You see, over the last three days there have been empty bottles of Mike’s Hard Lemonade found thrown into several yards. One of these bottles had the audacity to land in someone’s driveway and shatter. On another thread, there is news of an unnamed presidential candidate’s sign that was stolen from someone’s yard. The neighbors are up in arms over the effrontery of the vandals, thugs, and hoodlums plying their trade in our usually bucolic subdivision.

There’s wild talk in the hood about installing gates, and cameras, and streetlights and I love my neighborhood for having such a massive hissy fit of an overreaction to a $5 crime. It’s one of the ways I know I’m among good people. After spending a few years living in a suburban Memphis neighborhood where car windows were regularly smashed and at least one burglary was reported a month, I just kind of chuckle to myself. This is probably the safest neighborhood I’ve ever called home so I’m cautiously optimistic that cooler heads will prevail before someone calls an association meeting to approve a special assessment for security upgrades.

My guess, if only based on the type of bottles involved, is that it’s local neighborhood kids being stupid. Sure, you’ll want to stop that before it escalates beyond a few thrown bottles and a missing yard sign, but in the grand scheme I don’t think we’re seeing the birth of a new and terrible criminal enterprise along the banks of the Elk River.

Now if you’ll excuse me, I’ve got to go back to living the hood life here on the upper reaches of the Eastern Shore.

What does the trick…

This is the first night in a long time I’ve sat down at the blinking cursor and really didn’t feel like writing. Not here. Not any any of the other ongoing projects. Not in a comments section. Not anywhere. Whatever spark drives that compulsion of mine to cover a blank space with small black symbols is well out this evening… so if anything you read hear feels at all forced, it absolutely is, so you’ve got a good sense of things.

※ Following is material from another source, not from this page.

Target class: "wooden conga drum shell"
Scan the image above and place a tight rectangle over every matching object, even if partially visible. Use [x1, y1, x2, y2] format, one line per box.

There are no particularly tragic circumstances behind the scenes. The office is settling in to its newest flavor of ridiculous. The air conditioner isn’t broken and the summer routine is in full swing. It seems possible that good things are happening on one or two other fronts as well, so it’s far from the worst of times.

Despite that, I’m just a certain kind of deep down bone tired tonight. If the beginning half of the week is any indication it’s not the kind of tired I can solve by allowing for more than my usual five or six solid hours of sleep. It’s the type I feel when I need to just turn my brain off for a while. Even though the sure fire cure is a few days laid up somewhere with palm trees and a rum economy, summer is slipping away without a vacation plan in sight, so I’ll just have to do my best to treat the ailment as best I can with small doses.

I know from experience that in a few days this too shall pass and in the meantime the only thing for it is to slug through to the other side. It’s not the elegant solution I usually like to find, but it does the trick.